= Transpacific Route Case =

The Transpacific Route Case was a major administrative law case argued before the Civil Aeronautics Board for much of the 1960s. Before the case, the only U.S. airlines permitted to fly transpacific routes were Pan Am and Northwest Orient. Continental Airlines also flew transpacific routes on military contract, but was not allowed to carry civilians.

President Dwight Eisenhower opened the case in 1959 in order to investigate opening the market up to further competition, but he closed the case shortly before leaving office. John F. Kennedy reopened the case in 1961.

The CAB concluded the case in 1969, retaining Northwest and Pan Am's routes to Asia and making the following additional route awards:

- American Airlines - Australia, Fiji, Hawaii, New Zealand, Samoa
- Continental Airlines - Guam, Hawaii, Saipan
- Northwest Airlines - Hawaii to Asia flights
- Trans World Airlines - Hawaii, Japan, Taiwan
- Western Airlines - Hawaii

The award was a great victory for TWA, which had already established service from the U.S. to Europe, connecting onward as far east as Hong Kong.
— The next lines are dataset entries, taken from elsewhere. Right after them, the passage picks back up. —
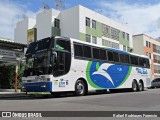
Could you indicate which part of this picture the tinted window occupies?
[74,44,83,57]
[83,46,92,58]
[100,49,107,60]
[107,51,113,61]
[93,48,100,59]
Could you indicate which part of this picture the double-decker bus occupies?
[22,36,151,96]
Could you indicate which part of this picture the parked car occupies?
[151,78,160,88]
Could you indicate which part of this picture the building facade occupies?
[14,5,133,52]
[133,34,160,79]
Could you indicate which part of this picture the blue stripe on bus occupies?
[23,82,52,92]
[107,48,129,54]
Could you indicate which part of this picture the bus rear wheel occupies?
[75,80,87,96]
[132,80,138,92]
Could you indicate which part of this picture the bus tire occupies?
[75,80,87,96]
[132,80,138,92]
[138,81,144,91]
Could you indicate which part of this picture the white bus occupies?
[22,36,151,96]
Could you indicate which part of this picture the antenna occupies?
[43,2,50,11]
[54,0,65,10]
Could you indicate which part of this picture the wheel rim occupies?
[77,83,84,95]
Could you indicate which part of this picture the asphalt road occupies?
[0,89,160,119]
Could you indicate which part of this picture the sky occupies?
[0,0,160,39]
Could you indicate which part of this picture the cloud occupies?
[0,0,39,39]
[97,0,160,38]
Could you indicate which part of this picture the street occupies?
[0,89,160,111]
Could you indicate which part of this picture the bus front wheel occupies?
[75,80,87,96]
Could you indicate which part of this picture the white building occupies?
[14,5,133,51]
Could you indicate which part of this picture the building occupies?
[0,38,27,92]
[133,34,160,79]
[14,5,133,52]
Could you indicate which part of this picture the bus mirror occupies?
[51,52,57,67]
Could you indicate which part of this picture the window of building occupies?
[113,52,119,62]
[100,49,107,60]
[92,48,100,59]
[92,36,97,44]
[86,17,90,27]
[146,41,151,48]
[86,35,91,43]
[111,28,119,40]
[119,54,125,63]
[123,45,126,51]
[102,24,110,35]
[124,55,129,64]
[148,53,152,59]
[127,47,130,52]
[92,20,96,29]
[102,39,119,49]
[74,44,83,57]
[83,46,92,58]
[54,19,60,28]
[127,33,129,40]
[122,32,125,39]
[107,51,114,61]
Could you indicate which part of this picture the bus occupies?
[22,36,151,96]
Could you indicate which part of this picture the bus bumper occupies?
[23,82,52,92]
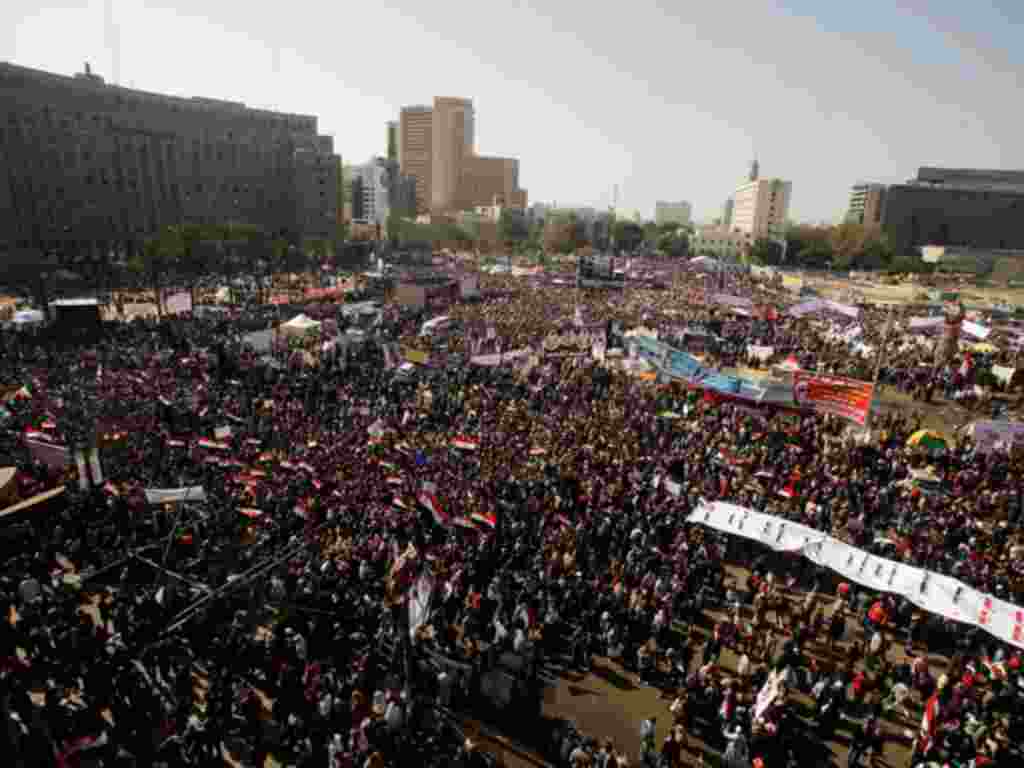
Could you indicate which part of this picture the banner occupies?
[788,299,860,319]
[164,291,191,314]
[145,485,206,504]
[970,421,1024,454]
[793,371,874,426]
[687,502,1024,648]
[469,347,531,366]
[712,293,754,309]
[25,439,69,471]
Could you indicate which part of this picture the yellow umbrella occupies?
[906,429,946,451]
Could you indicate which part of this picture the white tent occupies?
[13,309,46,326]
[687,256,720,271]
[278,314,321,336]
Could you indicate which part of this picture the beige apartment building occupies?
[398,106,434,212]
[398,96,527,214]
[731,174,793,240]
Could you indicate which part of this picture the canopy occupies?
[278,314,321,336]
[13,309,46,326]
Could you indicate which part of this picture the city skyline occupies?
[0,0,1024,221]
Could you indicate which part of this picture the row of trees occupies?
[126,222,335,309]
[749,221,930,272]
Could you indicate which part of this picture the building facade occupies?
[722,198,732,229]
[846,183,886,229]
[731,178,793,240]
[850,167,1024,253]
[689,226,755,262]
[398,96,527,215]
[398,105,434,213]
[654,200,692,226]
[0,62,341,262]
[352,158,389,225]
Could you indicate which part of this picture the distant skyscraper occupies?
[846,184,886,227]
[722,198,733,229]
[398,97,526,213]
[387,120,398,162]
[398,106,433,213]
[730,166,793,238]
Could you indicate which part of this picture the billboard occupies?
[793,371,874,426]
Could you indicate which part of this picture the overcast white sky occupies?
[0,0,1024,220]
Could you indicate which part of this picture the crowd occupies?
[0,264,1024,768]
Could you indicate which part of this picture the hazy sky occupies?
[0,0,1024,220]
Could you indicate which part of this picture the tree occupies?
[128,226,185,316]
[612,219,643,252]
[498,208,529,249]
[544,212,582,254]
[744,238,782,266]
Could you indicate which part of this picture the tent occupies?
[12,309,46,326]
[278,314,321,336]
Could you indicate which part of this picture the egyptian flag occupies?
[416,482,452,527]
[470,512,498,530]
[778,469,800,499]
[961,352,974,378]
[920,693,939,754]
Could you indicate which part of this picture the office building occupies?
[688,226,755,262]
[846,183,886,228]
[654,200,692,226]
[0,62,341,264]
[851,167,1024,253]
[730,161,793,240]
[398,96,527,215]
[352,158,389,226]
[722,198,733,229]
[398,105,434,213]
[387,120,398,163]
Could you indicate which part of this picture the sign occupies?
[401,347,430,366]
[793,371,874,426]
[971,421,1024,454]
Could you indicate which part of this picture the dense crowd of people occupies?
[0,262,1024,768]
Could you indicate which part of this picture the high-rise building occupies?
[398,105,434,213]
[0,57,341,270]
[430,96,474,217]
[387,120,398,163]
[846,183,886,228]
[352,158,390,225]
[731,161,793,240]
[398,96,526,214]
[654,200,692,225]
[851,168,1024,253]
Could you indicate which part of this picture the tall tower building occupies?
[398,106,433,213]
[732,165,793,238]
[387,120,398,163]
[430,96,474,211]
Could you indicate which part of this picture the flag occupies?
[416,482,451,527]
[452,435,480,451]
[778,470,800,499]
[921,693,940,753]
[470,512,498,530]
[199,437,227,451]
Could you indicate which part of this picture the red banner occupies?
[793,371,874,426]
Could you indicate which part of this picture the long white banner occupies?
[687,502,1024,648]
[145,485,206,504]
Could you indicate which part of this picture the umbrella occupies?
[906,429,946,451]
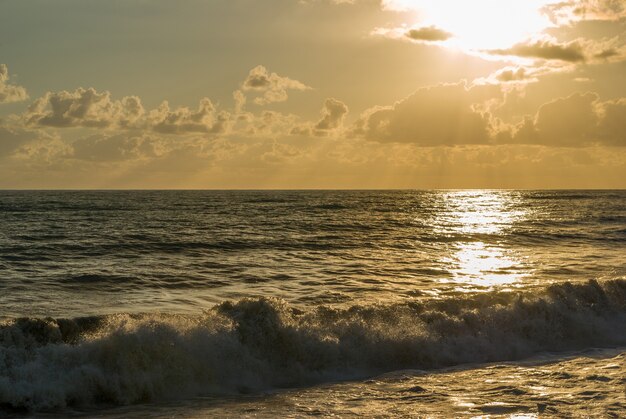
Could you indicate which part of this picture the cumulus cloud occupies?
[543,0,626,25]
[242,65,310,105]
[71,133,172,162]
[24,88,144,128]
[487,39,585,63]
[353,83,501,146]
[23,88,230,134]
[405,26,452,42]
[315,98,348,131]
[0,64,28,103]
[500,92,626,147]
[290,98,348,137]
[147,98,230,134]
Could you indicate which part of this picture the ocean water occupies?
[0,190,626,417]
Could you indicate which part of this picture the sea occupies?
[0,190,626,418]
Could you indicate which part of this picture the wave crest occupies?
[0,280,626,411]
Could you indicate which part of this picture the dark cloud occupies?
[242,65,310,105]
[23,88,230,134]
[593,48,619,60]
[499,92,626,147]
[543,0,626,24]
[495,67,531,83]
[354,83,500,146]
[487,40,585,63]
[405,26,452,42]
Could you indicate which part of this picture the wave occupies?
[0,280,626,411]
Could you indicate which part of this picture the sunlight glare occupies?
[386,0,554,52]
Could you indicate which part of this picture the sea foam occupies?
[0,280,626,411]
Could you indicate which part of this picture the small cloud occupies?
[405,26,452,42]
[487,40,585,63]
[315,98,348,131]
[242,65,310,105]
[0,64,28,103]
[22,87,231,134]
[593,48,619,60]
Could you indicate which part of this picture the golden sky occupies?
[0,0,626,189]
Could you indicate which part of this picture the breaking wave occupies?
[0,280,626,411]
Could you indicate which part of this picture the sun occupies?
[386,0,554,52]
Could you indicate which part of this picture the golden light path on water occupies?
[437,190,531,292]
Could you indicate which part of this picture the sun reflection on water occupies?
[437,191,530,292]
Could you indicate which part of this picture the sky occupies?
[0,0,626,189]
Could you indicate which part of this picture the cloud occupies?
[147,98,230,134]
[405,26,452,42]
[0,64,28,103]
[500,92,626,147]
[542,0,626,25]
[241,65,310,105]
[22,88,230,134]
[315,98,348,131]
[23,87,145,128]
[71,133,172,162]
[486,39,585,63]
[289,98,348,137]
[353,83,501,146]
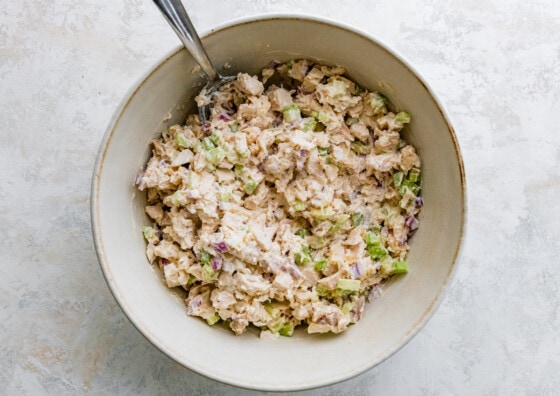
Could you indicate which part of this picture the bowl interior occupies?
[92,17,465,390]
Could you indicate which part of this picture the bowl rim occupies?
[90,12,468,392]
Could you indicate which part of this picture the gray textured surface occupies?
[0,0,560,395]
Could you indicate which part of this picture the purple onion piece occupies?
[212,255,223,271]
[349,263,361,279]
[187,296,202,315]
[214,241,229,253]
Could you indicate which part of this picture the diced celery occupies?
[294,246,311,266]
[292,200,306,212]
[206,147,226,165]
[282,103,301,122]
[229,121,239,132]
[350,140,371,154]
[303,117,317,132]
[142,226,156,241]
[202,136,216,150]
[209,131,222,146]
[245,178,258,195]
[278,322,295,337]
[175,133,190,148]
[336,278,361,292]
[206,312,221,326]
[315,258,329,271]
[367,245,387,260]
[393,172,404,187]
[399,180,420,195]
[395,111,410,124]
[352,212,364,227]
[315,284,332,298]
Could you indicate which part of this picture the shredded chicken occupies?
[137,60,423,339]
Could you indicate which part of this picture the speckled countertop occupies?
[0,0,560,395]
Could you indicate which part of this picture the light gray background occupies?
[0,0,560,395]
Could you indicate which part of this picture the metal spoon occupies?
[154,0,235,123]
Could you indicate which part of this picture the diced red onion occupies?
[187,296,202,315]
[214,241,229,253]
[349,263,361,279]
[404,216,418,231]
[212,255,223,271]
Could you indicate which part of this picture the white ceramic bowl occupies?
[91,16,466,391]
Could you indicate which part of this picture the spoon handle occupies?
[154,0,220,81]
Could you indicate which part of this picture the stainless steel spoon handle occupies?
[154,0,221,81]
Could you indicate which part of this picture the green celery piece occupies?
[336,278,360,292]
[393,172,404,187]
[315,259,329,271]
[367,245,387,260]
[315,284,332,298]
[268,320,284,333]
[352,212,364,227]
[282,103,301,123]
[350,140,371,154]
[294,246,311,266]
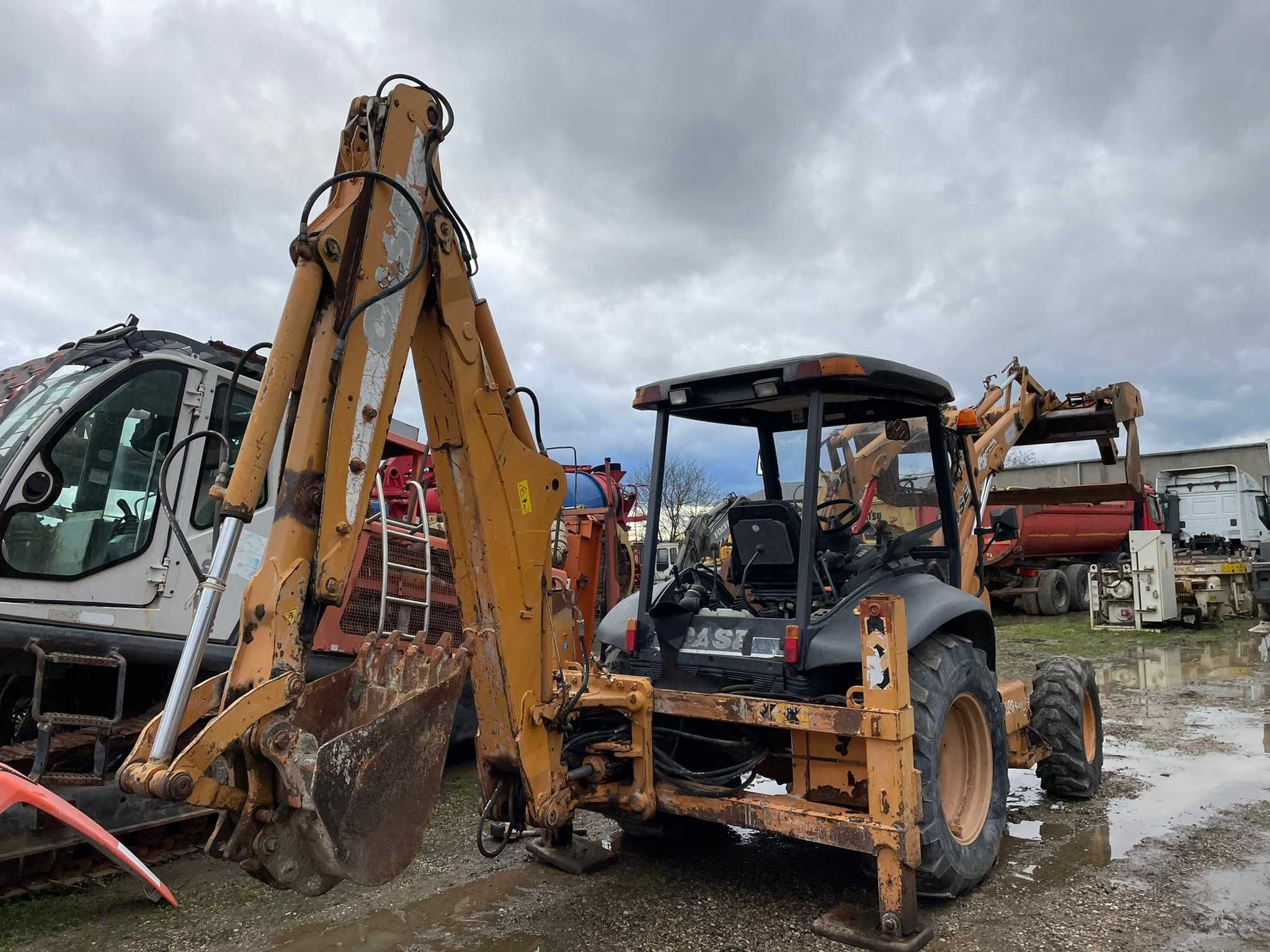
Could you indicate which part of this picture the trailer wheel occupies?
[1036,569,1072,614]
[1063,562,1090,612]
[1030,655,1103,800]
[908,632,1010,896]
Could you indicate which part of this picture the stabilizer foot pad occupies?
[526,835,617,876]
[812,902,935,952]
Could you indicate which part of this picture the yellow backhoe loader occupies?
[120,75,1140,948]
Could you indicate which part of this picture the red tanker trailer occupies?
[983,487,1163,614]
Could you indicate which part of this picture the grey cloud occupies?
[0,2,1270,492]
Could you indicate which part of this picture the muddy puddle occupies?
[270,866,559,952]
[1001,636,1270,892]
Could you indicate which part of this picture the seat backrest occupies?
[728,501,801,589]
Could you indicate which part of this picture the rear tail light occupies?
[785,625,801,664]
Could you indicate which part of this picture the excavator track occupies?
[0,717,216,902]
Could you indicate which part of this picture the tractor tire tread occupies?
[1029,655,1103,800]
[909,632,1010,897]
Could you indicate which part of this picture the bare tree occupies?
[1006,447,1046,470]
[631,456,721,542]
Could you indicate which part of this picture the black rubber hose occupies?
[507,387,548,456]
[297,169,430,345]
[375,73,455,138]
[220,340,273,466]
[553,604,593,730]
[732,545,763,614]
[159,430,230,583]
[476,777,512,859]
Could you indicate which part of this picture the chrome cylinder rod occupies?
[150,517,242,764]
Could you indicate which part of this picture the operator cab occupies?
[600,354,972,695]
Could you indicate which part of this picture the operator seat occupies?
[728,500,797,596]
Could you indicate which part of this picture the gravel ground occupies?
[0,619,1270,952]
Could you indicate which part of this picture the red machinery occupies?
[553,458,637,660]
[314,431,462,654]
[983,486,1163,614]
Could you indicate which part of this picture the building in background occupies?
[997,441,1270,493]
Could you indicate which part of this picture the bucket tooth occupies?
[244,632,471,895]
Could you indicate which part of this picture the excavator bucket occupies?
[239,632,471,895]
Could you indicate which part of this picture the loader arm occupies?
[819,358,1143,599]
[120,76,653,894]
[945,358,1142,603]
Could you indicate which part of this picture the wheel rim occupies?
[1081,690,1099,764]
[940,694,992,845]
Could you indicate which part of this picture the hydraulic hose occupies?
[159,430,230,583]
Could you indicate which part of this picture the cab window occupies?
[0,367,185,579]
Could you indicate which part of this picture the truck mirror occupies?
[992,508,1018,542]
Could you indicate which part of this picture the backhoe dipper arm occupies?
[120,76,615,892]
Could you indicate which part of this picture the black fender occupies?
[596,580,670,649]
[806,573,997,670]
[596,573,997,670]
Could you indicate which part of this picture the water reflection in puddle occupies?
[1001,636,1270,884]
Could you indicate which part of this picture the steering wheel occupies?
[815,496,864,536]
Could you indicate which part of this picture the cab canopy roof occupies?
[634,353,952,430]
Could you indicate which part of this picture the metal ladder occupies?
[27,640,128,786]
[366,469,432,641]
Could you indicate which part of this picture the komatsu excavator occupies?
[120,75,1140,948]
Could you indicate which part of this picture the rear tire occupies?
[1030,655,1103,800]
[908,632,1010,896]
[1063,562,1090,612]
[1036,569,1072,614]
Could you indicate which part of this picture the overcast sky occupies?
[0,0,1270,500]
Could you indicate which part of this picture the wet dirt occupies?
[7,626,1270,952]
[269,866,553,952]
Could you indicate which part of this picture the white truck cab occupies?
[1156,466,1270,549]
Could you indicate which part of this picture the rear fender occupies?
[806,573,997,670]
The case gave TWA a "round the world route" and allowed it to serve South and Southeast Asia in both westbound and eastbound directions. Initially, Continental Airlines was awarded routes to Australia and New Zealand with stops. However, President Nixon, upon taking office set aside the international route awards. The rights previously given to Continental Airlines were later given to American Airlines.

One loser in the case was American, which had petitioned long and hard for rights to serve Japan: it did not want the South Pacific routes, and it ended up trading those routes to Pan Am. United Airlines was the biggest loser of all: it received no transpacific routes, besides some Hawaiian routes that were added in the early 1960s.